Каковы истоки еврейского религиозного мученичества? Согласно раввинистическим толкованиям, смерть за веру – это «освящение имени Всевышнего», исполнение библейской заповеди, предписанной в книге Левит: «Не бесчестите святого имени моего, чтобы Я был освящен среди сынов Израилевых, Я – Господь, освящающий вас» (Лев 22:32). Так мученичество и называется в еврейских источниках – кидуш Га-Шем, «освящение Имени».

Это явление имеет богатую историю, восходящую к самому зарождению еврейского народа; канонические примеры мученичества служили моделью для евреев разных времен, тем самым стимулируя продолжение этой традиции.
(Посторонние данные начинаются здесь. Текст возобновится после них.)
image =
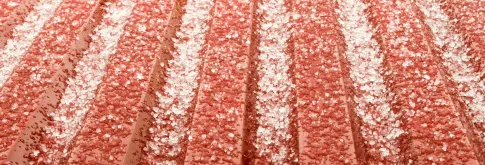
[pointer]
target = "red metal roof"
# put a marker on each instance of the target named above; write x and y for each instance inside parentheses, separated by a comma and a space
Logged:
(242, 82)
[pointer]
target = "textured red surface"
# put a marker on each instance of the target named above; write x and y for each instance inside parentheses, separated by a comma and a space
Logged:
(242, 82)
(12, 13)
(50, 59)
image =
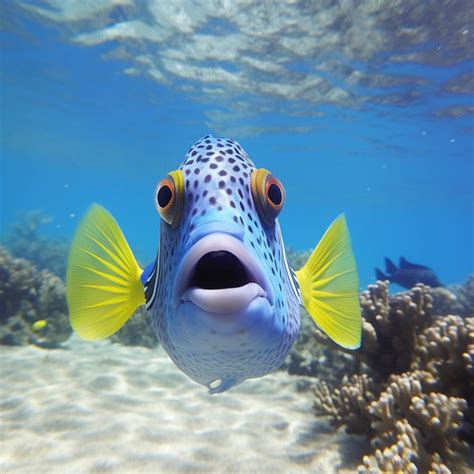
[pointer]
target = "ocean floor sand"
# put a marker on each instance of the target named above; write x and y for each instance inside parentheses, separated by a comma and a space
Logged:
(102, 407)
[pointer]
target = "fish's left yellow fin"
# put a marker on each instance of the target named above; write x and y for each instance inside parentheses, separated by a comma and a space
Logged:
(103, 277)
(329, 286)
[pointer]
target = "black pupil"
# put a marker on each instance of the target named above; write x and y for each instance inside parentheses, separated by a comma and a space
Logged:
(164, 195)
(274, 194)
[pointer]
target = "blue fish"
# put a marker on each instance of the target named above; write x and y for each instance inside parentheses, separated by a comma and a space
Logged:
(223, 301)
(408, 274)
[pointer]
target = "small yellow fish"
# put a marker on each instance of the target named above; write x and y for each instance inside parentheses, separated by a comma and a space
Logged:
(37, 326)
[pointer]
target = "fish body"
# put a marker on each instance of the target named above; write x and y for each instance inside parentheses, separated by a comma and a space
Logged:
(407, 274)
(249, 333)
(223, 301)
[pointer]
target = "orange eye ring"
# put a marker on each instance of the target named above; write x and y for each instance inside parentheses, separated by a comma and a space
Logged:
(169, 198)
(268, 195)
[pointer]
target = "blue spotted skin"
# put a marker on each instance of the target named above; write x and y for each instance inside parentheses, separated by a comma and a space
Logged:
(218, 199)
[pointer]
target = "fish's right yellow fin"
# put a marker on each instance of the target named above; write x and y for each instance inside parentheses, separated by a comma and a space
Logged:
(329, 286)
(103, 277)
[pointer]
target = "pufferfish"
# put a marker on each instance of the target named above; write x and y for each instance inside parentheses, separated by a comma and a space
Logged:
(222, 299)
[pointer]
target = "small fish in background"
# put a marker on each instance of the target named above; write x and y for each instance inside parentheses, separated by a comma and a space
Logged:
(223, 301)
(37, 326)
(407, 274)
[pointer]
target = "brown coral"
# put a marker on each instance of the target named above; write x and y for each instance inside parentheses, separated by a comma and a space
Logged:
(28, 295)
(390, 326)
(445, 350)
(349, 404)
(431, 420)
(421, 388)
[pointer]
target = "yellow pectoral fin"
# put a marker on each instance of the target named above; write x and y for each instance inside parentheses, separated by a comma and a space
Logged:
(329, 286)
(103, 277)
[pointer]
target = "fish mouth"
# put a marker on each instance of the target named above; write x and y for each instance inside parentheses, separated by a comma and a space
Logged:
(220, 276)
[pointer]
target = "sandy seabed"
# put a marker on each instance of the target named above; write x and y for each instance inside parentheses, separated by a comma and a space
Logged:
(102, 407)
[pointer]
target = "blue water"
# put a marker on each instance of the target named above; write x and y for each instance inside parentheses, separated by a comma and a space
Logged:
(397, 158)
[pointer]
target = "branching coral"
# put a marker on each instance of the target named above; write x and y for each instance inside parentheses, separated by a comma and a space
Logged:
(24, 241)
(414, 430)
(349, 404)
(390, 326)
(446, 352)
(417, 396)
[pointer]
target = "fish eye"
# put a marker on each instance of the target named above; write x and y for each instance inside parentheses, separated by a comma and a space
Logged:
(268, 195)
(169, 198)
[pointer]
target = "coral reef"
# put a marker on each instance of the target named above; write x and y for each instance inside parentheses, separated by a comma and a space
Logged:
(23, 240)
(413, 393)
(28, 295)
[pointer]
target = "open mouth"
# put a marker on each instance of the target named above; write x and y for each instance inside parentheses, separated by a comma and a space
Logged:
(220, 275)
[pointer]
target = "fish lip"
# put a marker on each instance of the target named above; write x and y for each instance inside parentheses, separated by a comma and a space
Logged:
(225, 300)
(215, 242)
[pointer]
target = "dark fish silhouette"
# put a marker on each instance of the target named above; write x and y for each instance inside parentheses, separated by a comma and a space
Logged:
(407, 274)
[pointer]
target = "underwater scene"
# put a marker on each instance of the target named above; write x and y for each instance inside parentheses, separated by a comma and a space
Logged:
(237, 236)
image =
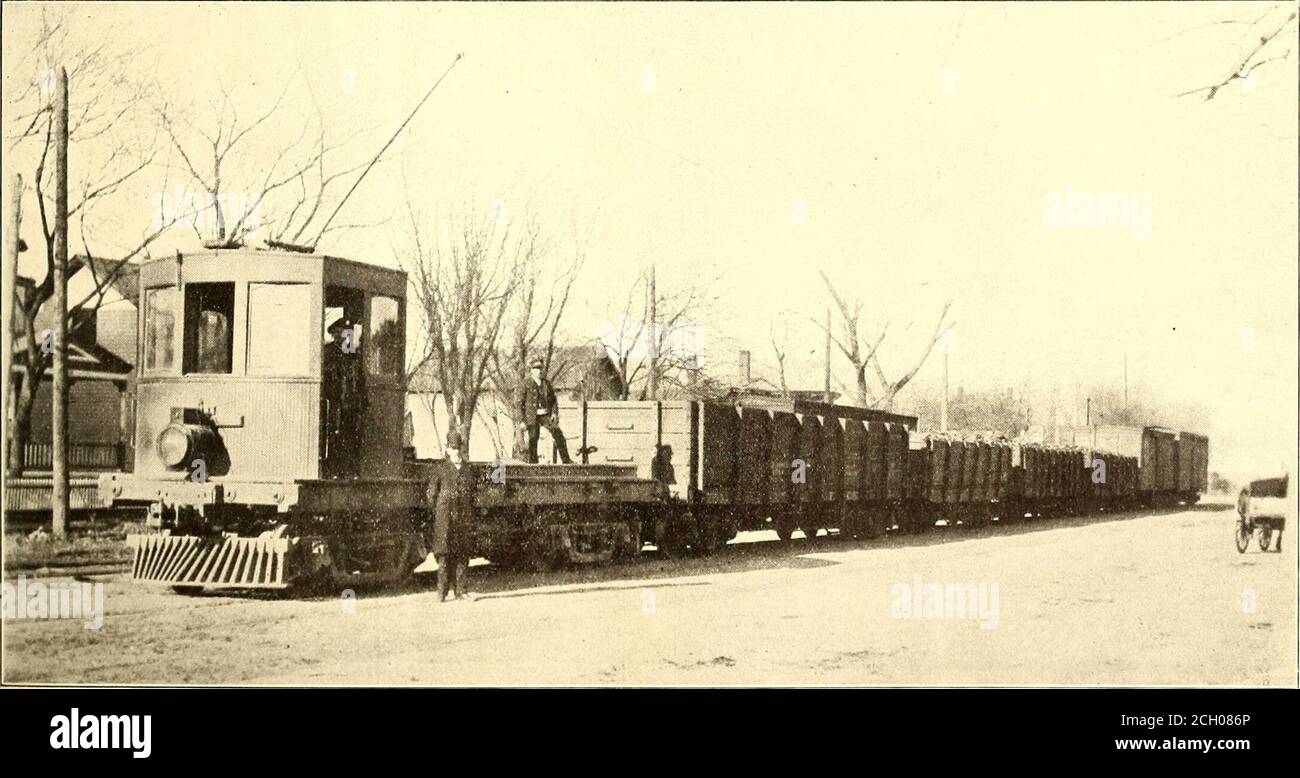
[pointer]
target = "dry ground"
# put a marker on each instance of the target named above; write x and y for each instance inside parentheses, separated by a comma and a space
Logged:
(1156, 599)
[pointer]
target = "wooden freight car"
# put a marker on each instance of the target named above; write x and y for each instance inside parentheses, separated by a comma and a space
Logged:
(1171, 466)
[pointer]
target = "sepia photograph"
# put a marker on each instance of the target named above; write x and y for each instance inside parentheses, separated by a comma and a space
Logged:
(924, 345)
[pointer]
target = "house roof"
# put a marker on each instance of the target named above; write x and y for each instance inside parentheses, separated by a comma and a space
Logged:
(85, 362)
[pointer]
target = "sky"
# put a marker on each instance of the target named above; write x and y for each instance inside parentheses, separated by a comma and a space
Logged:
(913, 152)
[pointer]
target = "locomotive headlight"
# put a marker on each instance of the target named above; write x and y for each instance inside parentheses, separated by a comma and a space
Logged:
(173, 445)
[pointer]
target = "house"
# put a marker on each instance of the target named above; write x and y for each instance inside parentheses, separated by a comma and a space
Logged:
(100, 370)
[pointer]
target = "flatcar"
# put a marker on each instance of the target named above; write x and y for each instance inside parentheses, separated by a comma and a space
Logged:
(818, 467)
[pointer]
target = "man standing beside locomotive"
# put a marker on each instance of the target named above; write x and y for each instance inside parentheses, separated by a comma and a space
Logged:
(538, 409)
(451, 495)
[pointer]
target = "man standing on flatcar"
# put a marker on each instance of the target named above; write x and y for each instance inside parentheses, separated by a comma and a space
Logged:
(451, 497)
(538, 409)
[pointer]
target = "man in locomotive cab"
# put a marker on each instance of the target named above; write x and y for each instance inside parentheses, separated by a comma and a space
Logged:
(538, 409)
(451, 498)
(343, 392)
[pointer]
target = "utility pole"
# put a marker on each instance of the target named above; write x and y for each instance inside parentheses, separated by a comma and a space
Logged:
(1126, 384)
(9, 284)
(943, 405)
(827, 388)
(59, 491)
(651, 327)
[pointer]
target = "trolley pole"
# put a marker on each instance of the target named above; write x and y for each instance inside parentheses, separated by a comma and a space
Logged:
(9, 284)
(59, 488)
(651, 327)
(943, 403)
(827, 388)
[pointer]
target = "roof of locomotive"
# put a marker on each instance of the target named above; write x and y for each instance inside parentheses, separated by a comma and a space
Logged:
(268, 259)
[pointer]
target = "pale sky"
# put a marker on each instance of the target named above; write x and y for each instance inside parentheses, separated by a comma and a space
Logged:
(911, 151)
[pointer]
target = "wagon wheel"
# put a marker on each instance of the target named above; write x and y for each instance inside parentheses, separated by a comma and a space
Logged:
(1243, 536)
(1243, 521)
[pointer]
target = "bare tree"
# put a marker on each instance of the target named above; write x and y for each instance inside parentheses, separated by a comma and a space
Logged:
(251, 180)
(675, 338)
(1264, 30)
(533, 321)
(779, 350)
(863, 353)
(464, 273)
(112, 145)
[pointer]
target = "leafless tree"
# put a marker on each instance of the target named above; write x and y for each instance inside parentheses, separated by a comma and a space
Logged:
(112, 145)
(779, 351)
(251, 177)
(1264, 30)
(863, 353)
(466, 272)
(532, 324)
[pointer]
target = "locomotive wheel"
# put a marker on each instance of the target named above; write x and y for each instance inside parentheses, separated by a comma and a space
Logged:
(784, 528)
(1243, 536)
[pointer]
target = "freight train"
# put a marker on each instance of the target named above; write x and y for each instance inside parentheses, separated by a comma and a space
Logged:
(268, 449)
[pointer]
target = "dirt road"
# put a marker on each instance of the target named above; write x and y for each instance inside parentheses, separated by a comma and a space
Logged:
(1160, 599)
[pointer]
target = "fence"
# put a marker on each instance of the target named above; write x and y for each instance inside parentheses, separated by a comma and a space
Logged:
(79, 457)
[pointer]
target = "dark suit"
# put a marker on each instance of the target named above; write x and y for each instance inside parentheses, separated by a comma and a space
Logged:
(541, 398)
(451, 497)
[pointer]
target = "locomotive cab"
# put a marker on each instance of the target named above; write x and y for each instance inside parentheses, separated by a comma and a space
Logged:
(260, 370)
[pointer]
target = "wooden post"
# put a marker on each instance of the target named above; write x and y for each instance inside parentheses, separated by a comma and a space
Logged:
(827, 388)
(651, 327)
(9, 284)
(59, 492)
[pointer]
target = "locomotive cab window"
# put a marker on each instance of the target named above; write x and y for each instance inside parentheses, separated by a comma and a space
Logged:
(161, 306)
(384, 357)
(208, 321)
(278, 329)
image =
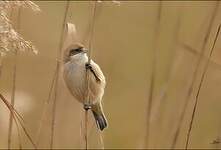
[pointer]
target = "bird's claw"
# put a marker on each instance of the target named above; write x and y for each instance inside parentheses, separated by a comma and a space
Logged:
(88, 66)
(87, 107)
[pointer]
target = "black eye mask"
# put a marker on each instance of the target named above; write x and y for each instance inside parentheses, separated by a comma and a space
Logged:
(75, 51)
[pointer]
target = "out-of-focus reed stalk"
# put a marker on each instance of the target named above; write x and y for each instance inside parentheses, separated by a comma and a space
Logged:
(13, 84)
(190, 88)
(92, 28)
(153, 75)
(46, 103)
(58, 66)
(199, 88)
(157, 112)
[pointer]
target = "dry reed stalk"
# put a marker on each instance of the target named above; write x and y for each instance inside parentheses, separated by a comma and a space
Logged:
(18, 120)
(172, 71)
(58, 65)
(199, 88)
(196, 52)
(13, 84)
(88, 102)
(190, 88)
(46, 103)
(153, 74)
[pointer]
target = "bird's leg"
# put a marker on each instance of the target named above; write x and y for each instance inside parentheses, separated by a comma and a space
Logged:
(87, 106)
(88, 66)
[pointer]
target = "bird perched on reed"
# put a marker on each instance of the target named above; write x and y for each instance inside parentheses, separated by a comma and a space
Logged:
(74, 73)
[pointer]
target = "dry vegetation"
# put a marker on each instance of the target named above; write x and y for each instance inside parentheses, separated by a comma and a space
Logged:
(161, 128)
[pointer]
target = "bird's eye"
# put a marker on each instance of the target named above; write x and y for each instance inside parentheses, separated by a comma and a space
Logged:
(72, 52)
(75, 51)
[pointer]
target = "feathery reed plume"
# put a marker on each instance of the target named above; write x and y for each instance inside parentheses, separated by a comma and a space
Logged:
(58, 65)
(153, 74)
(199, 88)
(190, 88)
(9, 38)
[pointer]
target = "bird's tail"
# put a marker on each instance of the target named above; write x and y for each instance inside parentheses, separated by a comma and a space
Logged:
(99, 116)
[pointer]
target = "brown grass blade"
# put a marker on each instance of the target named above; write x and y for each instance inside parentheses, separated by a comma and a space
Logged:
(190, 88)
(152, 79)
(199, 88)
(46, 103)
(59, 54)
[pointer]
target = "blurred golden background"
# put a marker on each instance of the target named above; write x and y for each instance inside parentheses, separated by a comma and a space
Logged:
(124, 45)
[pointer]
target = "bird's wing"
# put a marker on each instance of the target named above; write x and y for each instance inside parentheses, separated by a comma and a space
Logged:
(97, 73)
(96, 87)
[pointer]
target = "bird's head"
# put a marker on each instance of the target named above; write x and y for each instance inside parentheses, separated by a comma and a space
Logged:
(74, 51)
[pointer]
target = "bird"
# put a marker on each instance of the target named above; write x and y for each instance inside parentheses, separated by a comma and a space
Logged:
(75, 61)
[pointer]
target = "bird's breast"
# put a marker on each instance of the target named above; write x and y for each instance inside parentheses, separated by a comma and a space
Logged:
(74, 75)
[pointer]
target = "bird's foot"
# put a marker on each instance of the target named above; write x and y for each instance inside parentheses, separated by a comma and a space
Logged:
(87, 107)
(88, 66)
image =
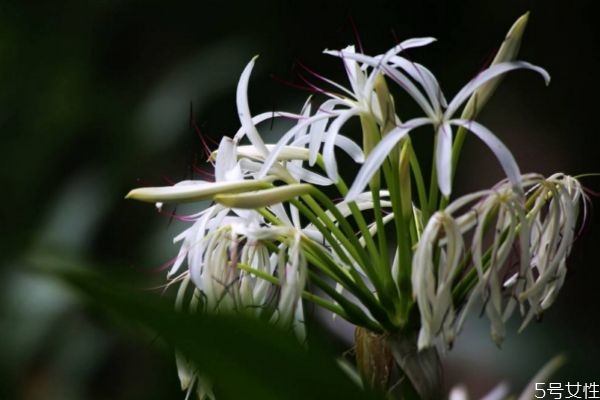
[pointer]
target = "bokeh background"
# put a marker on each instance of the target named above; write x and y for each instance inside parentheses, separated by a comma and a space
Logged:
(95, 99)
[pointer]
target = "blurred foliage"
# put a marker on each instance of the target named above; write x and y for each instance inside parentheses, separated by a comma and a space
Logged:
(95, 99)
(244, 358)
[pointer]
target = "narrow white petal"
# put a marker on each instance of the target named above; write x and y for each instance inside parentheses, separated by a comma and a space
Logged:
(443, 158)
(271, 157)
(379, 154)
(244, 109)
(225, 160)
(188, 193)
(330, 139)
(487, 75)
(507, 161)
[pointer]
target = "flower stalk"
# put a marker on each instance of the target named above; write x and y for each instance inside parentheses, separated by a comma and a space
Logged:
(401, 258)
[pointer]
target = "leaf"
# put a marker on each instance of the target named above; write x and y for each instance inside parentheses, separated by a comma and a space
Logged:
(244, 358)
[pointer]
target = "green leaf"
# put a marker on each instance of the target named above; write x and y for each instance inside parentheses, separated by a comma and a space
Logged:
(244, 358)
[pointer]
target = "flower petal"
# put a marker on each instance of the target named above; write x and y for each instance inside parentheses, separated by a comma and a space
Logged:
(201, 190)
(379, 154)
(443, 158)
(507, 161)
(485, 77)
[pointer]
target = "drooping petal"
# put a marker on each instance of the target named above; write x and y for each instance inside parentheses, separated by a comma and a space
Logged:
(507, 160)
(379, 154)
(330, 139)
(487, 75)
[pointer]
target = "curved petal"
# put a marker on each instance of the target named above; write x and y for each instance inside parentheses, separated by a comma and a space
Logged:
(443, 158)
(244, 109)
(379, 154)
(507, 161)
(330, 139)
(271, 157)
(485, 77)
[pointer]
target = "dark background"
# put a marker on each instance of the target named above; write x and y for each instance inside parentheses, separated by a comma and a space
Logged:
(95, 100)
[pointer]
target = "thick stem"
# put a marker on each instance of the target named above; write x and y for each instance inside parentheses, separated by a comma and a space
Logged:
(374, 359)
(422, 368)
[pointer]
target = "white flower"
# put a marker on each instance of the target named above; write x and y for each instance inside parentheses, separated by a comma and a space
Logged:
(438, 114)
(518, 251)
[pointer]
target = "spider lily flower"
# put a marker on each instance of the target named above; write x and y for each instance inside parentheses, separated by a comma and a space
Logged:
(438, 114)
(360, 100)
(498, 221)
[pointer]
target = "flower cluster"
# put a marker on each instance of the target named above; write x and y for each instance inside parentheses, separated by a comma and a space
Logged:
(401, 247)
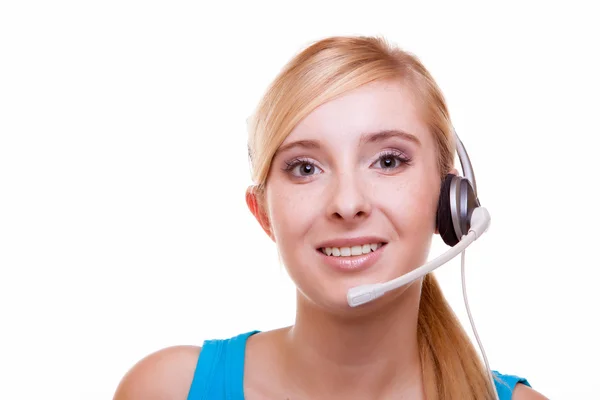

Первым и чрезвычайно влиятельным из таких примеров является жертвоприношение Исаака – готовность Авраама в знак послушания Господу, то есть «во освящение Имени», убить собственного сына. Хроники погромов, рассказывая об инфантициде в рейнских городах, сравнивают своих героев, особенно героинь, с Авраамом. Далее можно вспомнить героическое самоубийство богатыря Самсона, самоубийство «оставленного Господом» царя Саула, самоубийственный отказ отроков Анании, Михаила и Азарии из Книги Даниила поклониться идолам, за что они были брошены Навуходоносором в «печь огненную», но спасены ангелом, и чрезвычайно рискованное поведение Эсфири, готовой отдать жизнь на благо своего народа.

В эллинистическую и римскую эпохи, сопровождавшиеся религиозными гонениями, появилась новая плеяда образцовых еврейских мучеников. Это старик Элеазар из Второй книги Маккавеев, отказавшийся как есть свинину, так и имитировать это на публике и принявший за свою стойкость пытки и смерть. Это «мать семерых», в разных версиях – в той же Второй книге Маккавеев, Талмуде, мидрашах, средневековой книге «Йосипон» – именуемая Ханной или Мирьям или оставленная без имени, которая отправила всех своих сыновей на смерть за веру, а затем покончила с собой. Это защитники Масады, убившие своих родных, а затем и себя, чтобы не достаться врагу. Это четыреста юных пленников, девушек и юношей, порабощенных римлянами и отправленных ими по морю для продажи в гаремы, которые попрыгали с кораблей в воду и утопились. Это выдающиеся мудрецы, которые во время гонений императора Адриана проявили стойкость в вере и были казнены разными зверскими способами; предания о них сложились в цикл о «Десяти убиенных царствием».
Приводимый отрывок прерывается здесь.